CryoTEM provides unique possibilities for quasi in situ and time-resolved analysis of biomimetic mineralization. In particular, 3D analysis in conjunction with dynamic (time resolved) approach gives new insights in (macro)molecular assembly/disassembly mechanisms and thus becomes an essential tool in nano-chemistry[1].

 

The plunge-freeze vitrification (plunging the system into melting ethane, T = -183 °C) at various time points, allows the quenching of the reaction and the trapping of the intermediate reaction products at precisely determined stages in the process (Figure 1). This technique yields a solid amorphous film providing a snapshot of the specimen in its solution state since all processes have been arrested[2]. Recent developments in instrumentation and automation have provided reliable and reproducible vitrification methods for the preparation of aqueous specimens for which a time resolution up to 1 ms is expected to become generally available[1].

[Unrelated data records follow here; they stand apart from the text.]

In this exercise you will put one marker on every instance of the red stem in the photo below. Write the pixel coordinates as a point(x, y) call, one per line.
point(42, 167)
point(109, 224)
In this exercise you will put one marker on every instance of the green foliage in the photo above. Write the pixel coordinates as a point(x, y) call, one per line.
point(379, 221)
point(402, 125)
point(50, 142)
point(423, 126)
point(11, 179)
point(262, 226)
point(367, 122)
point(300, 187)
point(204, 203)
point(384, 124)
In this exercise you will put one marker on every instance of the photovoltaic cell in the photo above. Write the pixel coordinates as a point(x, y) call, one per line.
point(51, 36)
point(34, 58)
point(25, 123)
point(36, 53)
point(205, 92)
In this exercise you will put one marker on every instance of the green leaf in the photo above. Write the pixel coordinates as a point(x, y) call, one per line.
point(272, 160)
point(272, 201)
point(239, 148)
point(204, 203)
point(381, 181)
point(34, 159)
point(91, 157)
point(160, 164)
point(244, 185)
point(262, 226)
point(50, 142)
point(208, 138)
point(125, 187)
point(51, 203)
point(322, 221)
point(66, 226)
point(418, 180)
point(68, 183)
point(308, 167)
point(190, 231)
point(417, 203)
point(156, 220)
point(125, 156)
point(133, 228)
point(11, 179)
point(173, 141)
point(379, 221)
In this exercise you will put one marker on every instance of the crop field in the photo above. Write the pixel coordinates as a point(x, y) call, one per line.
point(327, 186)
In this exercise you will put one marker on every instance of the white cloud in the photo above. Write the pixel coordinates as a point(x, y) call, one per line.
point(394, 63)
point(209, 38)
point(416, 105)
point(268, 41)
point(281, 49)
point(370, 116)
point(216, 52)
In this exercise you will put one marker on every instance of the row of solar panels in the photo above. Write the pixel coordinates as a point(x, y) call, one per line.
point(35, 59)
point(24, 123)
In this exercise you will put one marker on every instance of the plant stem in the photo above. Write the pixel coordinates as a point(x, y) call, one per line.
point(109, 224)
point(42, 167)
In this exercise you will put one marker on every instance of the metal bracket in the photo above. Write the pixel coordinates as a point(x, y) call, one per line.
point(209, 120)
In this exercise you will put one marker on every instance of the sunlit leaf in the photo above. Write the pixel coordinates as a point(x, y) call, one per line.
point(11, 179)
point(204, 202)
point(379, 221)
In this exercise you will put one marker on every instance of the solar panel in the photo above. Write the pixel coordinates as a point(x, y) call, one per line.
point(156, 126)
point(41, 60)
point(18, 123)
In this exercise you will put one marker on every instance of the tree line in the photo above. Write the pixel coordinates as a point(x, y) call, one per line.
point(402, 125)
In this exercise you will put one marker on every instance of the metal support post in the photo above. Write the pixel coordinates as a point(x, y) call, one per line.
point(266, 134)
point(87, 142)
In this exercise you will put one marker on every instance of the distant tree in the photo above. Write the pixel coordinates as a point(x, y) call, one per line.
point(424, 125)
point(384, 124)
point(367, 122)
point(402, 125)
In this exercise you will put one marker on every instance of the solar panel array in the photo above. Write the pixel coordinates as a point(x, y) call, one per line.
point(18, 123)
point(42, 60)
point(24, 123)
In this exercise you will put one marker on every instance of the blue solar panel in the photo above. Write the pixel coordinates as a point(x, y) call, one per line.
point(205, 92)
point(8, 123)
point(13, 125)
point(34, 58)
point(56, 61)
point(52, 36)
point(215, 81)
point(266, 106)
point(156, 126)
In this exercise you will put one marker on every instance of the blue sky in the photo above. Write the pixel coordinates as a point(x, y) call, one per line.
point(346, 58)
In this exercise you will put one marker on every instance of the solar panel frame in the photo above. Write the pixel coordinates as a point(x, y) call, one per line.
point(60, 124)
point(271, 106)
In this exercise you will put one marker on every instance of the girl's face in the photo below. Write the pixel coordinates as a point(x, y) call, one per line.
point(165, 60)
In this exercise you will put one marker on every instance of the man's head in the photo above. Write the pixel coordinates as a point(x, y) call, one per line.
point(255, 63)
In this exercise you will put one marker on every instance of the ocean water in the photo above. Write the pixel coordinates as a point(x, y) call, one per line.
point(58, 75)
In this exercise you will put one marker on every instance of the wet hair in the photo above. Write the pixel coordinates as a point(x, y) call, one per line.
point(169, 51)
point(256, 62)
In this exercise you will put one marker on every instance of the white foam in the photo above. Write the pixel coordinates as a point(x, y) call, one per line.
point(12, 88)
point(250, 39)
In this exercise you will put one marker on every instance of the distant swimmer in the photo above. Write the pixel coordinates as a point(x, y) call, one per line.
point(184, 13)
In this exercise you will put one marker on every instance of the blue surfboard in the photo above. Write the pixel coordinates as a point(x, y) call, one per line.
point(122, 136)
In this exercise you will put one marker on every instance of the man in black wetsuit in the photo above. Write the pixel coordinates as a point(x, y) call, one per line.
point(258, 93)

Figure 1: Schematic representation of the setup for the preparation of cryoTEM samples from a mineralization reaction under a surfactant monolayer[3].

A quasi time resolved cryoTEM study

Figure 2: TEM pictures and SAED patterns of calcium carbonate particles grown under a surfactant in the holes of the TEM grid after reaction times of (A) 30 s, (B) 3 min, and (C) 10 min[3].

With this quasi-time-resolved analysis, we investigated the very early stages of calcium carbonate formation under Langmuir monolayers using cryoTEM in combination with selected area electron diffraction (SAED) (Figure 1 and 2)[3]. In this way, we assessed the evolution of morphology, polymorphic type, and crystallographic orientation of the calcium carbonate formed.

References

1. P.M. Frederik, N.A.J.M. Sommerdijk, Spatial and temporal resolution in cryo-electron microscopy - a scope for nano-chemistry, Current Opinion in Colloid & Interface Science 10 (2005) 245-249.
2. A. Dey, G. de With, N. Sommerdijk, In situ techniques in biomimetic mineralization studies of calcium carbonate, Chemical Society Reviews 39 [2] (2009) 397-409.
3. B.P. Pichon, P.H.H. Bomans, P.M. Frederik, N.A.J.M. Sommerdijk, A quasi-time-resolved CryoTEM study of the nucleation of CaCO₃ under Langmuir monolayers, J. American Chemical Society 130 (2008) 4034-4040.